Nubeva, a tech company headquartered in San Jose, California, has developed a unique product, NuRR (Nubeva Ransomware Reversal), touted to capture encryption keys at the onset of a ransomware’s encryption operation. If successful, the captured keys can be used to decrypt any files encrypted by the ransomware, eliminating the need to pay a ransom.
The Maryland Innovation & Security Institute’s (MISI) DreamPort facility conducted a thorough evaluation of these claims. MISI, a non-profit aimed at advancing discovery, education, innovation, and collaboration in cybersecurity, formed the DreamPort facility in alliance with the US Cyber Command (USCYBERCOM). Although not directly governed by the government, one of MISI’s fundamental tenets is offering independent validation of product claims for governmental use.
The NuRR technology works by operating a small agent quietly in the background on each endpoint. Triggered by the earliest signs of unusual or mass encryption, it captures and extracts the encryption keys from the process.
However, NuRR is not a solution for ransomware prevention; companies still require robust prevention systems. NuRR serves as a safety net when these prevention systems fail.
MISI conducted the testing at DreamPort for a period of four weeks, during which numerous popular ransomware variants were set off on Windows endpoints where NuRR was installed. It’s important to note that during this process, Nubeva maintained no connection or relationship with MISI.
The key objective of the tests was to scrutinize NuRR’s capacity to seize ransomware cryptographic keys and verify if Nubeva’s decryptors could subsequently restore the encrypted data. The variants used for this purpose included Lockbit 3, Blackcat/ALPHV, CL0P, PLAY, Black Basta, Ragnar Locker, Conti, REvil, among others—collectively representing a significant proportion of real attacks over the past year.
The findings, published in July 2023, revealed NuRR’s remarkable performance across all 17 of MISI’s tests with no recorded failures. The product showcased a 100% success rate in key capture. In addition, MISI noted that NuRR is both secure and easy to implement, even by a junior engineer. The report further added that the product “did not introduce observed system instabilities during test. NuRR does not open network ports or introduce vulnerabilities into an endpoint as measured by Nmap and BitDefender Total Security.”

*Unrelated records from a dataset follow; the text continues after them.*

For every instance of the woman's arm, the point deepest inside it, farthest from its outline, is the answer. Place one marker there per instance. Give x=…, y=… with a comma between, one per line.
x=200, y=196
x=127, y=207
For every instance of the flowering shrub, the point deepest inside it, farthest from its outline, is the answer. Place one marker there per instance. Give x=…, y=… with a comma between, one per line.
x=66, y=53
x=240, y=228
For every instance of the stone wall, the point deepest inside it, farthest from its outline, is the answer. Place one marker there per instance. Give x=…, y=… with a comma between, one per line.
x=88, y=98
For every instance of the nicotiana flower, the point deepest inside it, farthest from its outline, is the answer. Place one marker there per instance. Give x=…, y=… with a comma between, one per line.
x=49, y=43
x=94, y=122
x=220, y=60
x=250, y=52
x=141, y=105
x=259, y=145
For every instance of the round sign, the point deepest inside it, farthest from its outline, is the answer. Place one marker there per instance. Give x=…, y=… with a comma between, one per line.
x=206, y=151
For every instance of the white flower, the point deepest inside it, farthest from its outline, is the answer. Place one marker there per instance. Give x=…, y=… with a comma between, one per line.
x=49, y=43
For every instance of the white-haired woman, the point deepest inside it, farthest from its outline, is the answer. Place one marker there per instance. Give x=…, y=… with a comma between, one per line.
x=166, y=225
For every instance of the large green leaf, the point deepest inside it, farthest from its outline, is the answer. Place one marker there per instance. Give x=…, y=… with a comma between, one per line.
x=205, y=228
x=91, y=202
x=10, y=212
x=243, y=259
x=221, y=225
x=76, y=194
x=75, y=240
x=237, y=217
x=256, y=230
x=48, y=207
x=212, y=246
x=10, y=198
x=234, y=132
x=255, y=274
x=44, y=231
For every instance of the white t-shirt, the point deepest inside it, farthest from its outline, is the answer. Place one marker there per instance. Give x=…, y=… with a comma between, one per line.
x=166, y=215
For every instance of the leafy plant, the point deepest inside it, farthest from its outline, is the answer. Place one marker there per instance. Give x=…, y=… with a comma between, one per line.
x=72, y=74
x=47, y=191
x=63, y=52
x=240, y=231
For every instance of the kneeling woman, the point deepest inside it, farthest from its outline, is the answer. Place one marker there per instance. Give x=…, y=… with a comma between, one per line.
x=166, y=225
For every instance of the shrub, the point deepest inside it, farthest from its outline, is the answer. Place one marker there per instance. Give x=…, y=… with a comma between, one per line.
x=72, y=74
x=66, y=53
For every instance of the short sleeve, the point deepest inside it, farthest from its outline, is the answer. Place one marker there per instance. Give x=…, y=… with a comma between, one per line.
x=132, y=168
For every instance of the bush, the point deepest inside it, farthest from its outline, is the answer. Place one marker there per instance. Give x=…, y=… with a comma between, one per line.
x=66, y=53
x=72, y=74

The conclusion of the MISI report noted, “MISI is excited about this product and believes it shows real promise. Decryption is arguably one of the fastest and lowest data-loss means to recover data from a ransomware attack and, as such, represents a new potential layer of defense. Given these testing results and the simplicity of the NuRR decryption solution, we feel NuRR represents a very real potential safety-net for organizations to consider.”
Steve Perkins, CMO and head of product at Nubeva, highlighted the importance of the independent validation and expressed his confidence in the product, “We knew obtaining third-party validation was crucial to prove the viability of our technology for the broader audience. With this validation, we have proof to support our claims. We can help organizations. We can help people. We can decrypt ransomware.”